A Streaming Tool for Processing Large JSON/NDJSON Files

Over the last year or so I have been off-and-on working on two tools for processing NDJSON and turning JSON into NDJSON. I am releasing one of them today, with a deb package, and cross-compiled macOS and Windows executables.

This blog post will explain the use case of this tool (short answer: you want to turn JSON into NDJSON or you want to do simple processing on NDJSON), give examples of usage and compare it to other tools that do similar things.

Summary of Use Case

There are very large JSON files out there. One of them happens to be the Consumer Financial Protection Bureau's Complaint Dataset on data.gov. It is 1.7 GB unzipped. It is possible to load this into memory on most computers, but why should you have to.

Maybe you are wondering how many total complaints there are. Maybe you are wondering the number of complaints per state.

You may think to reach for jq. The default for jq is to load everything into memory, but it has a streaming mode.

WARNING: these commands will be really slow

Default: takes 1m18s on my workstation and uses a bunch of memory

cat complaints.json | jq -c '.[]' | wc -l

1833581

Streaming: takes 7m6s on my workstation and uses less memory:

cat complaints.json | jq -cn --stream 'fromstream(1|truncate_stream(inputs))' | wc -l

1833581

Introducing ndjson tool

Number of complaints in the dataset

takes 26s on my workstation

cat complaints.json | ndjson from-json d | wc -l

1833581

Number of complaints per state, 2 ways

1st way

takes 44s on my workstation

cat complaints.json | ndjson from-json d | ndjson pick-field d.state | sort | uniq -c | sort -n

...
...
243520 "CA"

2nd way

takes 2m56s on my workstation

cat complaints.json | ndjson from-json d | ndjson agg --group-by d.state --agg count d

...
{"_count":243520,"state":"CA"}
...
{"_count":1553,"state":"WY"}

In-depth on the JSON selector patterns

Every command takes a selector to target a part of the JSON/NDJON. These selectors work very much like d3 JSON selectors. Each selector starts with d, to refer to the whole document (or for NDJSON this refers to 1 NDJSON element).
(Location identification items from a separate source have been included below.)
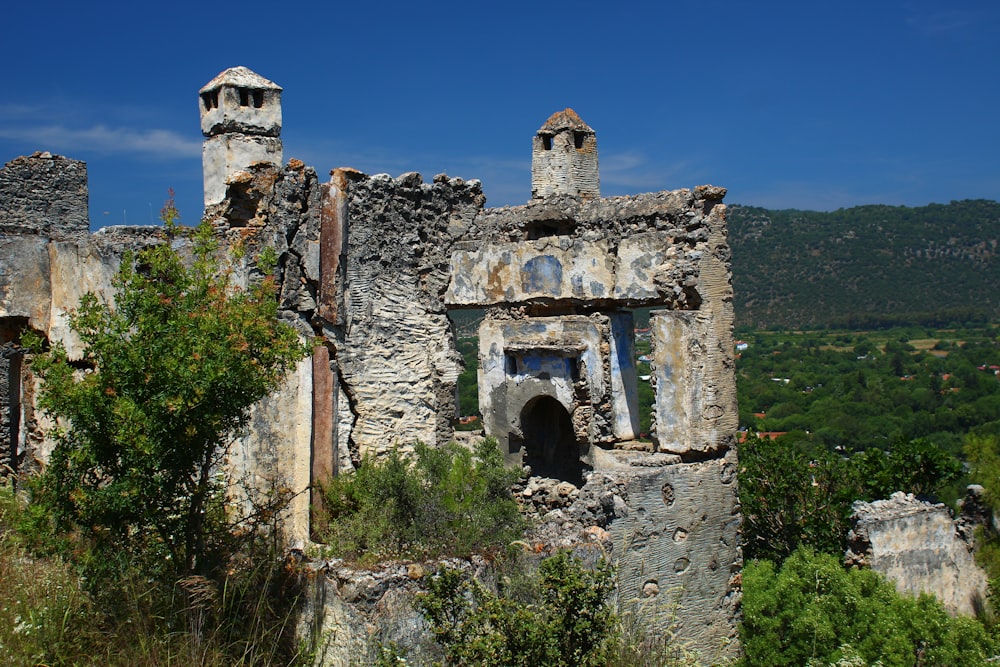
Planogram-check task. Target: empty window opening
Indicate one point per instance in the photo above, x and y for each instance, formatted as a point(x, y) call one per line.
point(550, 446)
point(545, 228)
point(465, 325)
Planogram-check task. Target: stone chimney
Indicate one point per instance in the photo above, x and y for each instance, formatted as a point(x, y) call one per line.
point(241, 121)
point(564, 158)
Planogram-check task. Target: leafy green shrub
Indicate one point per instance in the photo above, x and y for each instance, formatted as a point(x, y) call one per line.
point(794, 495)
point(791, 496)
point(812, 611)
point(447, 500)
point(569, 622)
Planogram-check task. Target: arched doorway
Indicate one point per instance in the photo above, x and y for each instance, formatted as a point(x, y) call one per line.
point(550, 446)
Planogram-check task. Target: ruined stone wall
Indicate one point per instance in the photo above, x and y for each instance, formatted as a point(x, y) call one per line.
point(918, 546)
point(10, 406)
point(397, 355)
point(44, 194)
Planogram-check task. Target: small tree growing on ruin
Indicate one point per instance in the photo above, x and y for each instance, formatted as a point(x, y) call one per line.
point(171, 371)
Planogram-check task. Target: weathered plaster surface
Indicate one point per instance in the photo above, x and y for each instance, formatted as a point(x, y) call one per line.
point(919, 547)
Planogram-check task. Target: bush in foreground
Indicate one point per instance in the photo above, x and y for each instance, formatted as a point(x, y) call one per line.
point(812, 611)
point(446, 501)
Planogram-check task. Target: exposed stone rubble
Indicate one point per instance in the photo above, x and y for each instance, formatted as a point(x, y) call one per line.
point(919, 546)
point(44, 194)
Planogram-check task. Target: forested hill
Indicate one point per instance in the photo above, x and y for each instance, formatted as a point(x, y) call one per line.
point(867, 266)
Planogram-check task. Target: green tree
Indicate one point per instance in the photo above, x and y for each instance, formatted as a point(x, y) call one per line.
point(793, 496)
point(172, 369)
point(569, 622)
point(811, 611)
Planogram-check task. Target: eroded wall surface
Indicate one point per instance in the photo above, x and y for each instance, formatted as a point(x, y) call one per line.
point(918, 546)
point(369, 268)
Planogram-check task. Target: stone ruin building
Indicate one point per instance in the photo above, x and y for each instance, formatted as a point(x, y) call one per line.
point(371, 266)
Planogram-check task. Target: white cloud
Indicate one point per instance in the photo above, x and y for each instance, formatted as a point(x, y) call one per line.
point(161, 144)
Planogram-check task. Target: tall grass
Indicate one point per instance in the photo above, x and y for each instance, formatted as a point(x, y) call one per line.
point(50, 616)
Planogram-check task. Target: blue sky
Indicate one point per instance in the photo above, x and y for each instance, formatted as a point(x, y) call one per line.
point(787, 104)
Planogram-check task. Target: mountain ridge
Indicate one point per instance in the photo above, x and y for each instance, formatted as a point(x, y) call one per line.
point(872, 265)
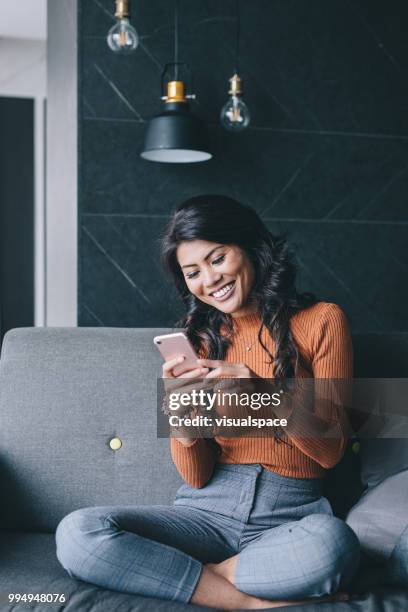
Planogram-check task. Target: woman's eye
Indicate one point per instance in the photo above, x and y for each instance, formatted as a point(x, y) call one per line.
point(219, 260)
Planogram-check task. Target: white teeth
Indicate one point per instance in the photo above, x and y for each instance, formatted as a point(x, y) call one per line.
point(223, 291)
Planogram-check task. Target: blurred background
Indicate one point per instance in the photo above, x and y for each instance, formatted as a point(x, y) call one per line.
point(324, 159)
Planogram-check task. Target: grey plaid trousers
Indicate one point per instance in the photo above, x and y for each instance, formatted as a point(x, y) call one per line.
point(290, 545)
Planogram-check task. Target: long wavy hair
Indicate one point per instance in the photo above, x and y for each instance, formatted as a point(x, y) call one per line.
point(224, 220)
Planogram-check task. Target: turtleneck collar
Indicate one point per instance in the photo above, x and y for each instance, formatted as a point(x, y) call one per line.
point(247, 322)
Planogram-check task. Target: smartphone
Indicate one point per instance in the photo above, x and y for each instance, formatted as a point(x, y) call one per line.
point(177, 345)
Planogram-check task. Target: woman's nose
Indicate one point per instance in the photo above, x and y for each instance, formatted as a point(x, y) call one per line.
point(211, 278)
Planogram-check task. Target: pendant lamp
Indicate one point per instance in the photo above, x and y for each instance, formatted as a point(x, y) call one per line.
point(176, 135)
point(235, 115)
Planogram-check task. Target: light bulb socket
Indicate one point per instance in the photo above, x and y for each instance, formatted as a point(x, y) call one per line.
point(236, 86)
point(122, 9)
point(175, 92)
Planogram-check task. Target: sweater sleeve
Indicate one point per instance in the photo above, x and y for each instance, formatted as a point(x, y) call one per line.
point(194, 463)
point(321, 431)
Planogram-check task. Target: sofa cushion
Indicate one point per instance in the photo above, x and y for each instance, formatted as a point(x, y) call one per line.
point(64, 394)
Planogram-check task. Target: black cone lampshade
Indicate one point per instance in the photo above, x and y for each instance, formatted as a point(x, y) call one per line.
point(176, 135)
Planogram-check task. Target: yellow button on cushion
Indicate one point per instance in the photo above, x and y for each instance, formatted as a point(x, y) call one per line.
point(115, 443)
point(356, 447)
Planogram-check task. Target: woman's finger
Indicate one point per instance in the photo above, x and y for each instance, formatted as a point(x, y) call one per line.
point(211, 363)
point(223, 371)
point(169, 365)
point(197, 373)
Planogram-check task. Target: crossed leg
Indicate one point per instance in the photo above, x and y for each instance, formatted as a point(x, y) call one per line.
point(310, 558)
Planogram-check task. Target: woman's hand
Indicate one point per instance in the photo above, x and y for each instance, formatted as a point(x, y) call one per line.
point(224, 369)
point(197, 372)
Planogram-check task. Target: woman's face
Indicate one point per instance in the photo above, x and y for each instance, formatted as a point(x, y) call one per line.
point(219, 275)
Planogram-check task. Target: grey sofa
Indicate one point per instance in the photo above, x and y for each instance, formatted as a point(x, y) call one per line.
point(64, 395)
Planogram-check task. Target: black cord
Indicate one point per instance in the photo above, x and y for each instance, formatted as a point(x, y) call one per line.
point(238, 35)
point(176, 38)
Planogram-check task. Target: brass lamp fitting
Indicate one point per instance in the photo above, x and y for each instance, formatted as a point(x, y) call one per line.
point(236, 88)
point(122, 9)
point(175, 92)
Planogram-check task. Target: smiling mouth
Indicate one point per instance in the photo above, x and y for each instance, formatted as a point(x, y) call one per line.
point(224, 293)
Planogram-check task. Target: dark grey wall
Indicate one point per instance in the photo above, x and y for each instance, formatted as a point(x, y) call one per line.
point(325, 159)
point(16, 214)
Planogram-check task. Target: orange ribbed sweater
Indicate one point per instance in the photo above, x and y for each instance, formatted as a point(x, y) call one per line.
point(322, 336)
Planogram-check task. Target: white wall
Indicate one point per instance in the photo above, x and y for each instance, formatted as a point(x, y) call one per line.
point(23, 74)
point(62, 162)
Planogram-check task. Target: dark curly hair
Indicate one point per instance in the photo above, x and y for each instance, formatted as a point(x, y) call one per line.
point(224, 220)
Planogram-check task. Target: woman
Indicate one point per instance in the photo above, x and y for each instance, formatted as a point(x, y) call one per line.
point(250, 528)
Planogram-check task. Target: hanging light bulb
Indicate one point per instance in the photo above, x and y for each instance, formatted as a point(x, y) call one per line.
point(176, 135)
point(122, 37)
point(235, 115)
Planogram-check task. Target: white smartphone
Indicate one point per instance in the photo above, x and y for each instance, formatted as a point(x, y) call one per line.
point(177, 345)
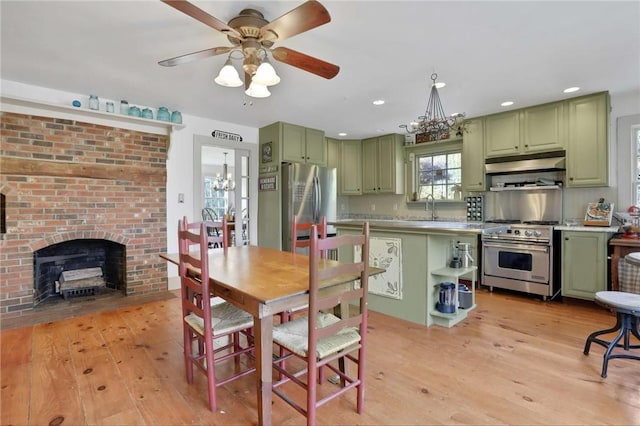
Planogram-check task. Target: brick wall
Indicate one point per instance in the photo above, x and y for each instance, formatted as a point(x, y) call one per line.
point(66, 180)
Next is each JSON key or an index in a JSON array (d.key[5] for the 5th item in the array given by the key key).

d.key[5] refers to 5.

{"key":[1,2,3,4,5]}

Suppose we have the following JSON document, and we want to process it into NDJSON:

{ "foo": [{ "bar": 1}, {"bar": 2}]}

Selector

d.foo

Keys can be combined

{"company_name": "Dunder Mifflin", "employees": [{"name": "Dwight", "age": 37}]}

Selector targeting 37

d.employees[0].age

ndjson tool commands

SUBCOMMANDS:
    agg           Aggregatation commands on a grouped-by key
    filter        returns only json that matches filter expression
    from-json     Converts json to ndjson
    join          joins json file to ndjson stream
    pick-field    picks a field from all of the ndjson objects

Caveats

This tool can't do everything jq can do and it never will. It is supposed to be simple and fast. Also the agg subcommand takes a lot of memory if the group-by field is not already sorted.

Github repo

ndjson-spatial is the project that this tool is a part of.

ndjson tool README.md

Conclusion

For gigantic JSON files there is a new way to process them into NDJSON. This NDJSON can be filtered and processed in relatively simple ways to find basic answers about the data.